I’ve been trying to lie about this story for years. As a fiction writer, I feel an almost righteous obligation to the untruth. Fabrication is my livelihood, and so telling something straight, for me, is the mark of failure. Yet in many attempts over the years I’ve not been able to make out of this tiny — but weirdly soul-defining — episode in my life anything more than a plain recounting of the facts, as best as I can remember them. Dressing them up into fiction, in this case, wrecked what is essentially a long overdue confession.

2

Here’s the nonfiction version.

3

I watched my father in the front hall putting on his new, lambskin leather gloves. It was a sort of private ceremony. This was in early November, 1982, in Highland Park, Ill., a town north of Chicago along Lake Michigan. My father had just returned from a business trip to Paris. He’d bought the gloves at a place called Hermès, a mythical wonderland of a store. He pulled one on slowly, then the other, and held them up in the mirror to see how his hands looked in such gloves.

4

A week later, I stole them.

5

I remember the day. I was home from school. Nobody else was around. I opened the left-hand drawer of the front hall table and there they were. I learned for the first time how easy it is to just grab something. I stuffed the gloves in my pants and sprinted upstairs to my room. I hid them in the back of my closet under the wicker basket that held my license plate collection. Then I braced myself, for days. It was a warm November.

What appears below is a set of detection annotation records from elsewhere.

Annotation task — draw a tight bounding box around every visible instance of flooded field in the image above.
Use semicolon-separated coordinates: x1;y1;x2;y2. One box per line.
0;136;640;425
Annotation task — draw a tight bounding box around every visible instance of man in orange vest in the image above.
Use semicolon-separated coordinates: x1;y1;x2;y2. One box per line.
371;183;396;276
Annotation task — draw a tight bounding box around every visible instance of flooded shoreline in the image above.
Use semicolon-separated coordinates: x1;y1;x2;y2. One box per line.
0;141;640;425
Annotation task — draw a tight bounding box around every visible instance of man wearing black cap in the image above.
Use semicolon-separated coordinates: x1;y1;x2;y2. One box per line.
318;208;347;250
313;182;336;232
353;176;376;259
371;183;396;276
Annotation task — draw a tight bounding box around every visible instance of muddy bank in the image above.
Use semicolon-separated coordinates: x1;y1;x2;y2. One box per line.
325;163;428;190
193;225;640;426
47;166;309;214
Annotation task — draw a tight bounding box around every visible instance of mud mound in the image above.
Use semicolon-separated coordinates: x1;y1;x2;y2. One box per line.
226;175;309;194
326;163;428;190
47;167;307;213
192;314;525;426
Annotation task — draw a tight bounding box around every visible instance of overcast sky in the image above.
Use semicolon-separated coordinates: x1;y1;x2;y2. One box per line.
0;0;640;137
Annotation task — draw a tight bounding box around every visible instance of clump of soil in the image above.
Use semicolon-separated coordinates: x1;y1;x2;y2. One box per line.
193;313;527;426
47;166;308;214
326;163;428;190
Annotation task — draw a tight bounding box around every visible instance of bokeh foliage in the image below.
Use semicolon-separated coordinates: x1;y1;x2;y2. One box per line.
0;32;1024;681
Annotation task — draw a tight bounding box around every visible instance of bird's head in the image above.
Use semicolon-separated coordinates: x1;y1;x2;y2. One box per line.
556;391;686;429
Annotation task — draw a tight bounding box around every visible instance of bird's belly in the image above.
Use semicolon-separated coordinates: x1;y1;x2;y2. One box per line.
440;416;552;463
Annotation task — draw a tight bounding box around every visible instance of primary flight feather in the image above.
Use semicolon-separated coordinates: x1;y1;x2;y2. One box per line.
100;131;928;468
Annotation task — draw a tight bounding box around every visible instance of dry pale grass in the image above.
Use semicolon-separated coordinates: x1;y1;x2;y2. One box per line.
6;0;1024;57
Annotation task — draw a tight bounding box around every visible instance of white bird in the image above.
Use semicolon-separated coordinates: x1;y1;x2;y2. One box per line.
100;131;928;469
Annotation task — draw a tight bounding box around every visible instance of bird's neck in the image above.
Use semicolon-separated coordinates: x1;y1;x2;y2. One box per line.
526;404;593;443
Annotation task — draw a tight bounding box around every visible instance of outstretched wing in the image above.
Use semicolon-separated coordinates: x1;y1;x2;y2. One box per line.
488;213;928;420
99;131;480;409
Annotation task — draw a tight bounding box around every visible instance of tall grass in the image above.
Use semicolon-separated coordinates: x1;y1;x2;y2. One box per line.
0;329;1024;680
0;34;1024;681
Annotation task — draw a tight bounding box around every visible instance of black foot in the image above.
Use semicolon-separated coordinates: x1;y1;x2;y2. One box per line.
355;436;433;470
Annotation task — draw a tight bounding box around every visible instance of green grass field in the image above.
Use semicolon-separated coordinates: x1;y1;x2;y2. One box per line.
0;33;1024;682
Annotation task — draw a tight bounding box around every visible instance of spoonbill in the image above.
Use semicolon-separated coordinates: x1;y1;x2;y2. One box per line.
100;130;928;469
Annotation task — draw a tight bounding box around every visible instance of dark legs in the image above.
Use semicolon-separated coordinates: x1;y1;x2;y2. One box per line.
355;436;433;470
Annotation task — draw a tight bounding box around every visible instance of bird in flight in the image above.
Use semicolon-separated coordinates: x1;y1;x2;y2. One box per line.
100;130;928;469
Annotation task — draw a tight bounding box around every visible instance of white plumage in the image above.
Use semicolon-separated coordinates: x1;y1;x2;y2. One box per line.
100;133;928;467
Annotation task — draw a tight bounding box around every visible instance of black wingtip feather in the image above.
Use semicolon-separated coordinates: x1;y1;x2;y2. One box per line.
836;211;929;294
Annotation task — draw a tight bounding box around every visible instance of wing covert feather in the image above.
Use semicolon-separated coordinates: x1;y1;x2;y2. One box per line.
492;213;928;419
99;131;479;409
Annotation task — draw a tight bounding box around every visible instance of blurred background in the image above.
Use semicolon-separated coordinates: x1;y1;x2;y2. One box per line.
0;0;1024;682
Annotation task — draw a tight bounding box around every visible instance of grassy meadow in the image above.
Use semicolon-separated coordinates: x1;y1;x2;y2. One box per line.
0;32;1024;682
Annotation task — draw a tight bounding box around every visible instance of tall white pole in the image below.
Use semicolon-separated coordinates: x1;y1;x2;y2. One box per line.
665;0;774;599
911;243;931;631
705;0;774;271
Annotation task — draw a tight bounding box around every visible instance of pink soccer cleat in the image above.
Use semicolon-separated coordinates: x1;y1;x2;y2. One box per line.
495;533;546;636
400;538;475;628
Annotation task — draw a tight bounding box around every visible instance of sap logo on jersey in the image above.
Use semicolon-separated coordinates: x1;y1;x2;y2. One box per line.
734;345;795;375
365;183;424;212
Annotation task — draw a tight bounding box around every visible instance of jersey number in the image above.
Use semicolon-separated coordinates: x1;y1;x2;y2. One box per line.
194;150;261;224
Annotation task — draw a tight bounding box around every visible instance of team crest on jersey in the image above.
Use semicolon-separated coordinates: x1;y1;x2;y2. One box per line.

I didn’t want the gloves. I never wanted the gloves. I only wanted my father not to have them.

6

When we finally left that house — my mother, my brother and me — I took the gloves with me to our new place. I took them with me to college. To Boston, to Cincinnati, to North Carolina, to California. I even took them with me to Namibia for two years. I have them now, on my desk, thirty years later.

7

I’ve never worn them, not once, although my father and I have the same small hands. I didn’t want the gloves. I never wanted the gloves. I only wanted my father not to have them.

8

Now that he is older and far milder, it is hard to believe how scared I used to be of my father. Back then he was so full of anger. Was he unhappy in his marriage? No doubt. He and my mother never had much in common. But his anger — sometimes it was rage — went beyond this not so unusual disappointment. My own totally unscientific, armchair diagnosis is that like other chronically unsatisfied people, the daily business of living caused my father despair. At no time did this manifest itself more powerfully than when he came home from work. A rug askew, a jacket not hung up, a window left open — all could set off a fury. My brother once spilled a pot of ink on the snowy white carpet of my parent’s bedroom: Armageddon.

9

His unpredictability is what made his explosions so potent. Sometimes the bomb wouldn’t go off, and he’d act like my idea of a normal dad. When he finally noticed those precious gloves were missing, he seemed only confused.

10

“Maybe they’re in the glove compartment,” my mother said.

11

“Impossible. I never put gloves in the glove compartment. The glove compartment is for maps.”

12

“Oh, well,” my mother said.

13

He kept searching the front hall table, as if he had somehow overlooked them amid all the cheap imitation leather gloves, mismatched mittens and tasseled Bears hats. I am certain the notion that one of us had taken the gloves never crossed his mind.

14

Haunted by my guilt, a frequent motivation for my fiction in general, I’ve tried to contort my theft into a story, a made-up story.

15

In my failed attempts, the thief is always trying to give the gloves back. In one abandoned version, the son character (sometimes he’s a daughter) mails the gloves back to the father, along with a forged letter, purportedly written by a long-dead friend of the father, a man the father had once betrayed. I liked the idea of a package arriving, out of the blue, from an aggrieved ghost. I’m returning your gloves, Phil. Now at least one of us may be absolved.

16

The problem was that it palmed off responsibility on a third party. And it muddied the story by pulling the thief out of the center of what little action there was.

17

In a simpler but equally bad version, the son character, home for Thanksgiving, slips the gloves back in the top left-hand drawer of the front hall table of the house he grew up in, the house where the father still lives. This attempt was marred not only by cooked-up dialogue but also by a dead end.

18

“Dad! How about we take a walk by the lake?”

19

“It’s been years, Son, since we’ve taken a walk.”

20

“Pretty brisk out. Maybe you need your gloves?”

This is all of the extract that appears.